There was a wonderful irony in being given such a brief as we had just being carrying out client feedback where Skating Panda was described as being ‘brave’ and ‘inspiring our clients to be more ambitious in their thinking’ (concepts that are not often associated with caution). However, happily, clients also described our approach using words like ‘diligence’ and ‘care’.
So, we thought we would live by our own ethos and responded to the brief by challenging ourselves and the audience to take a different view of risk. Rather than focusing on how to spot clouds on the horizon, we encouraged the CFOs of the UK’s biggest and most influential charities, to consider how building resilience inside the organisation can enable risks to be managed and create opportunity.
Classifying risk – a (sometimes painful) must do
Generally, risks will need to be considered in terms of the wider environment in which the charity operates. The financial climate, society and its attitudes, the natural environment and changes in the law, technology and knowledge will all affect the types and impact of the risks to which a charity is exposed. We created our own system of classification which aims to ensure that key risk areas are considered and identified – whether they arise from internal or external factors. Here it is:
Next we asked ourselves, is this really what the risk horizon looks like for Skating Panda’s clients in the charity sector?
The answer was yes, and no.
These are, of course, real risks to a charity; in fact, the Ecclesiastical Charity Risk Barometer 2019, includes all of them. However, we know that these risks co-exist and are interlinked; they certainly don’t live in neat silos.
Which means that, in reality, the risk scenario looks more like this:
As much as our brain works in a linear way and tends to apply linear thinking to systems, and isolate elements and look for a cause-effect relationship between each element, this is not how complex systems work.
And the world in which charities operate is complex.
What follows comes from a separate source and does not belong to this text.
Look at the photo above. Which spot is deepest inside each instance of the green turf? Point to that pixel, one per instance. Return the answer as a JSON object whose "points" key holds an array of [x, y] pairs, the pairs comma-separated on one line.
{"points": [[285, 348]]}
Multiple risks interact with each other and can hardly be addressed individually, only within entire systems.
It’s about (clarity of) purpose
So, what is it that can help charities face this complex system of risks?
The answer, in a word, is Purpose. Not so much the metrics and measurements you use to track success and spot problems, not the minutiae or risks and mitigation strategies, but asking, and answering, the big, existential questions – your role in society, the value you create, and how you do this.
To be clear, we’re not saying that a set of words is going to give you the answers. It won’t. However, what a clear statement or purpose will do is speak to your organisation’s values and culture and bring clarity of focus to the way you operate in the context of this global, complex systems we live in.
Indeed, clarity of purpose will provide your organisation with:
- clarity of ‘value’ –the reason why your organisation exists, the value that you are uniquely adding to society and how you are going to achieve your objectives;
- clarity of ‘expected behaviours’ – what is expected from the people who work for your organisation, what objectives they should be working towards and how they should expect to receive feedback;
- supported autonomy – the sense that people working in your organisation are able to take direct action – that will result in real change – because they feel they belong to the organisation and they can push themselves, as they are supported in gaining mastery of tasks and learning different skills.
Bouncing forward, not back
Having all of this will make the people who work for your organisation resilient, which will, in turn, make your organisation resilient.
This is not to say that challenges won’t hit your organisation. It’s inevitable that they will. However, what resilience will allow your organisation to do is to bounce forward – rather than back – when those challenges hit.